Bekannt geworden ist wohl zuerst die Phrase vom "Müllhaufen der Geschichte", auf dem jeweilige Widersacher "enden" werden. Der Bolschewiken-Häuptling Leo Trotzki war es, der sie als erster gebrauchte, als nämlich - genau vor neunzig Jahren - im Taurischen Palast in St. Petersburg der sogenannte Allunionskongreß der Räte zusammentreten wollte, in dem die Bolschwiken keine Mehrheit hatten.

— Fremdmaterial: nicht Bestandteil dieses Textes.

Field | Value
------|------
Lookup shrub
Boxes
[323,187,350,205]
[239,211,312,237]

Er wurde von Trotzkis Kronstädter Matrosen mit Bajonetten auseinandergejagt, und Trotzki höchstpersönlich rief den Delegierten hinterher: "Ihr werdet alle auf der Müllhalde der Geschichte enden!"

Er rief nicht: "Ihr werdet alle in der Müllverbrennungsanlage enden" (obwohl viele dieser Delegierten und dazu auch noch die sie verjagenden Matrosen kurze Zeit später tatsächlich  von Trotzki & Co. umgebracht wurden). Müllverbrennung und Revolution passen nicht zueinander. Eher schon Müllverbrennung und Konstruktion.